The actors in the story derive their interchangeability from their subservience to the strange object at its center, which, on occasion, even becomes completely detached from its original context, as when medieval Christian authors depict the emperor Hadrian using one to roast Saint Eustace. The bull is striking enough to audiences to compel them to become invested in any of these questions of perpetrator and victim. It is Phalaris’ association with the bull that renders him the go-to exemplum of despotic cruelty for ancient rhetoricians and it is to the bull that Epicurian philosophers refer when seeking to represent the most deplorable condition to which a human being could be subject.
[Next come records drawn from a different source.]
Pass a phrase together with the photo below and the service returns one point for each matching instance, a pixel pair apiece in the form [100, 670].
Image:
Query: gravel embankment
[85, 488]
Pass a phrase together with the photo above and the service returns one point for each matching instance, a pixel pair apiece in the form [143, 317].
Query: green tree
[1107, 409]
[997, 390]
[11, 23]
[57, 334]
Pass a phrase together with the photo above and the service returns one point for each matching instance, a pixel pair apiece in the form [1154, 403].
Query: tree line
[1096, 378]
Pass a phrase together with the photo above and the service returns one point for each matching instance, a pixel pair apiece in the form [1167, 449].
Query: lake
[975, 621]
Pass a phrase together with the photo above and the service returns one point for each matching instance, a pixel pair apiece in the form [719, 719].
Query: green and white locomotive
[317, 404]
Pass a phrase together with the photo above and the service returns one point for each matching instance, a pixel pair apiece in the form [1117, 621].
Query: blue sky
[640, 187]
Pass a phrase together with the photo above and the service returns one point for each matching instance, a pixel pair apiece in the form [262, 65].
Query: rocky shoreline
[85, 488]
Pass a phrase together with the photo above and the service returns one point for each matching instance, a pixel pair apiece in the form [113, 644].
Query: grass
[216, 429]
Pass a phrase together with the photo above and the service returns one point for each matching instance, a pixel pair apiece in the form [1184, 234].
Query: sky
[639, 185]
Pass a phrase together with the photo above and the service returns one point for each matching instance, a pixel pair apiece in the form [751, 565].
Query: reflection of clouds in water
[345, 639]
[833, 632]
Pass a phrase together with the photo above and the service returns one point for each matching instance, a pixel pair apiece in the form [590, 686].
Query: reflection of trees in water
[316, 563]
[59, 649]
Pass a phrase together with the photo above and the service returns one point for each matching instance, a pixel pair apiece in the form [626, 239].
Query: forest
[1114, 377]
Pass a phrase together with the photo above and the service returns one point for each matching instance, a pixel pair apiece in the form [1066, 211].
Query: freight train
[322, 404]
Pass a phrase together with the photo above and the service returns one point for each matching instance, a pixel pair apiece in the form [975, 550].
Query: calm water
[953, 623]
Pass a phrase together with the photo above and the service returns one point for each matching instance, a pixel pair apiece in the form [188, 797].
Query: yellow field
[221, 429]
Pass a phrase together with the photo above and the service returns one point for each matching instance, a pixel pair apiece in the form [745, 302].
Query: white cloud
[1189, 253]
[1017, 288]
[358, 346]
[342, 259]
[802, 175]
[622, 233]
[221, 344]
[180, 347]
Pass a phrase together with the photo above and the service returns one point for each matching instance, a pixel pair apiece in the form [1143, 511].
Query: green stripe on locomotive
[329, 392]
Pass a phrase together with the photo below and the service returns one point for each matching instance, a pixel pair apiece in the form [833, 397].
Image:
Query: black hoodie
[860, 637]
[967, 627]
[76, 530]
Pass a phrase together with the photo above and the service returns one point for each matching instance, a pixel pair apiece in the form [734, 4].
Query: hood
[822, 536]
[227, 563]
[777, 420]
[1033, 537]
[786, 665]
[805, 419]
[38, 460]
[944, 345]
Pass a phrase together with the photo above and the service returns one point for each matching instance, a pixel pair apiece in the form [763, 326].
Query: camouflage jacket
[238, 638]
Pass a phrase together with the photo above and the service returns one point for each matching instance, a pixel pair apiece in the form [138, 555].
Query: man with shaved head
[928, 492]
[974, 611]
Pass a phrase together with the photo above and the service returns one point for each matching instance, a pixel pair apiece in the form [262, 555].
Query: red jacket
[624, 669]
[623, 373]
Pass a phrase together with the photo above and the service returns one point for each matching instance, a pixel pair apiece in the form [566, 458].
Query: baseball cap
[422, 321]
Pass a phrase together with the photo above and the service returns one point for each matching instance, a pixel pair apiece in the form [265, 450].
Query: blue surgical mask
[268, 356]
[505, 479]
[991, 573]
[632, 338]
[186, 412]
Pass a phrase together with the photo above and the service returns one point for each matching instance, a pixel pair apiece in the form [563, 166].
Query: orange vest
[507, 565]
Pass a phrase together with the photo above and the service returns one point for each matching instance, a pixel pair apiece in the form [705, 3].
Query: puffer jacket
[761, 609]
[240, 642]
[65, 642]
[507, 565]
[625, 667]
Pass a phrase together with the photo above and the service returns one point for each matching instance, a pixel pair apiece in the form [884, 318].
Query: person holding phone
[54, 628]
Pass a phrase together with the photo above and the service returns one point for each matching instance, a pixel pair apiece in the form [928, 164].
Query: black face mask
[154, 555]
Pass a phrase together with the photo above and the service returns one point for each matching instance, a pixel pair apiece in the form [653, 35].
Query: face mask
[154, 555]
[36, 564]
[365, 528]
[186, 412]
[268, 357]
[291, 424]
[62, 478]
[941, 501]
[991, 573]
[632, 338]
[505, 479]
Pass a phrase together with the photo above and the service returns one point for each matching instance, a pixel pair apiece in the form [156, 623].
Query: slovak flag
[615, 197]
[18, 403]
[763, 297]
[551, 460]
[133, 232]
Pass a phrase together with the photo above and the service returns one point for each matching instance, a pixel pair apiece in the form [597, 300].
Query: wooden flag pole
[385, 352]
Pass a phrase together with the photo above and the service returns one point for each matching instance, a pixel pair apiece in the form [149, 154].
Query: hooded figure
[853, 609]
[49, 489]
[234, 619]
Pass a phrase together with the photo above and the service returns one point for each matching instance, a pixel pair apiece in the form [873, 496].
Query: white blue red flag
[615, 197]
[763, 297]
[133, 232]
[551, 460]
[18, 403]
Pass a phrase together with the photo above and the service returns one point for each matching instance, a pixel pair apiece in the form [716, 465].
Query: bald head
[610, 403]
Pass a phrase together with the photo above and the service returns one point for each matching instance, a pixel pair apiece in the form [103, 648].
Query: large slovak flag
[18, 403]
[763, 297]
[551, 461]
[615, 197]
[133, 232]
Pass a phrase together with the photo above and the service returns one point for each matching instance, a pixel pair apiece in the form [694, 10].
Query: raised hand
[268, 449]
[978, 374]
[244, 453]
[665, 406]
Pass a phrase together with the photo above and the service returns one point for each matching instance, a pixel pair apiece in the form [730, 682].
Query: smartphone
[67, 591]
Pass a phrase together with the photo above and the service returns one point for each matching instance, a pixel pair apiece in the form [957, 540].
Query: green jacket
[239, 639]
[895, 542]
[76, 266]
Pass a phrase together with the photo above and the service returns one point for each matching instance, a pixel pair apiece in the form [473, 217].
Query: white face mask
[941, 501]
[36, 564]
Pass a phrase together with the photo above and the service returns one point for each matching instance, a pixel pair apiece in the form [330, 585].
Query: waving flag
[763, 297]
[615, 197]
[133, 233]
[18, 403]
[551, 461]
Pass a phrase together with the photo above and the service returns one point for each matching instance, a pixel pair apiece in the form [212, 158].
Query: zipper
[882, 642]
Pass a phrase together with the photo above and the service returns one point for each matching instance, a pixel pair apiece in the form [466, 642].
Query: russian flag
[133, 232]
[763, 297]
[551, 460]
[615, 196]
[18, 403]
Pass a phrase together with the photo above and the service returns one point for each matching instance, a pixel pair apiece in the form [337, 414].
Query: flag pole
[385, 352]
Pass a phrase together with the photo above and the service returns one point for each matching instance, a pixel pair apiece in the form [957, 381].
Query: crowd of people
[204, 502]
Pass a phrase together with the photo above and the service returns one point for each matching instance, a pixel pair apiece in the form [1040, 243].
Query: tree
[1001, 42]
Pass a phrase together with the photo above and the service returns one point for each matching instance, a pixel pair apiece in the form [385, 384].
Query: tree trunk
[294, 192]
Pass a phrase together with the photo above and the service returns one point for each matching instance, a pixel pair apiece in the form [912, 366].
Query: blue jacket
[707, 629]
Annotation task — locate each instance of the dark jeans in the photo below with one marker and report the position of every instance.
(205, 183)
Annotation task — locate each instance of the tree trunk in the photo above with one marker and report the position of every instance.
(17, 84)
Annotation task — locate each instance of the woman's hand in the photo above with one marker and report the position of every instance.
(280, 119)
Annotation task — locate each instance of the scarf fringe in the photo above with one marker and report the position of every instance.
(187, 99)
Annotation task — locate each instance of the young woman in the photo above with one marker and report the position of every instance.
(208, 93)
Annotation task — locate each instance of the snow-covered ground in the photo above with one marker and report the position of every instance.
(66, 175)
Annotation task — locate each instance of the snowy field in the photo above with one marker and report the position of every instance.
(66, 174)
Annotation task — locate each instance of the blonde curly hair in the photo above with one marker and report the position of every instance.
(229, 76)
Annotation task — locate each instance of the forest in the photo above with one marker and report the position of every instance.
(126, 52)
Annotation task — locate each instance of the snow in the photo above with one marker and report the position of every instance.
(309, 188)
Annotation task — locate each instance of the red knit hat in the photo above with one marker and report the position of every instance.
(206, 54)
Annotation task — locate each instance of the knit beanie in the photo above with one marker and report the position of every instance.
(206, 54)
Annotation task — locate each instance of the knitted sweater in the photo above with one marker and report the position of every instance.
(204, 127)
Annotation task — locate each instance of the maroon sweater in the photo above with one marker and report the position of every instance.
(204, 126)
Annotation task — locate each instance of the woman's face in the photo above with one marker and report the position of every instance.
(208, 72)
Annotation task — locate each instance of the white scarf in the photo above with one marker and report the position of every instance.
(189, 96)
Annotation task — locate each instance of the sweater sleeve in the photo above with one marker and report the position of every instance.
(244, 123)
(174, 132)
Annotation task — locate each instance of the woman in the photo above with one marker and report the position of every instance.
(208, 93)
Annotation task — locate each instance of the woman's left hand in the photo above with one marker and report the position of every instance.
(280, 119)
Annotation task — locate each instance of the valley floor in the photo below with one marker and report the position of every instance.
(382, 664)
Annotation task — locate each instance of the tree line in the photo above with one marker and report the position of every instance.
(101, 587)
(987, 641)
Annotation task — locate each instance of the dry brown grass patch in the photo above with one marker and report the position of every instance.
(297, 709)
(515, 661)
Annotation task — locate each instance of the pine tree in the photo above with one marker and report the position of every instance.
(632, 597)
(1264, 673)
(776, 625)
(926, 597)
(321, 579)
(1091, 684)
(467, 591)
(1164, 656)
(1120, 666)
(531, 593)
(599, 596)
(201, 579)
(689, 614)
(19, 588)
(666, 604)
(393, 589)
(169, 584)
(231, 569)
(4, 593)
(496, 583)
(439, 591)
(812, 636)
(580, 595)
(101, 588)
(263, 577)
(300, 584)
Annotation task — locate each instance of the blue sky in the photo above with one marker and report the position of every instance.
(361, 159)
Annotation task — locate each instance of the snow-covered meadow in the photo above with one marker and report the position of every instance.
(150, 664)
This paper will have two parts. In the first half, primarily via an examination of Ovid's and Lucian’s interest in the bull as a transformative mimetic object, I argue that it is its status as a transgressive species of artistic representation that lends it its magnetism and consequent productivity as an idea-object. This leads me to ask: what kind of representation is the bronze bull? It is a practical device and an artistic representation that literalizes ekphrastic fantasy by coming to life in a dynamic, multisensory spectacle when it is used practically. What it does mimetically (bring a bull to life) is driven by what it does actually (roast a person to death) and the co-occurrence of the two processes engenders an ontologically ambiguous collapse at the moment of the “twin sounds” (Ovid, Tristia 3.54). In the second half, I argue that this seemingly anomalous trick, brought about by Perillos’ ingenious design, is actually a striking example of a powerful transhistorical mimetic phenomenon with consistent, shared characteristics that occurs when an independent process of life becomes the vehicle for a dynamic representation. I call it “actualized mimesis.”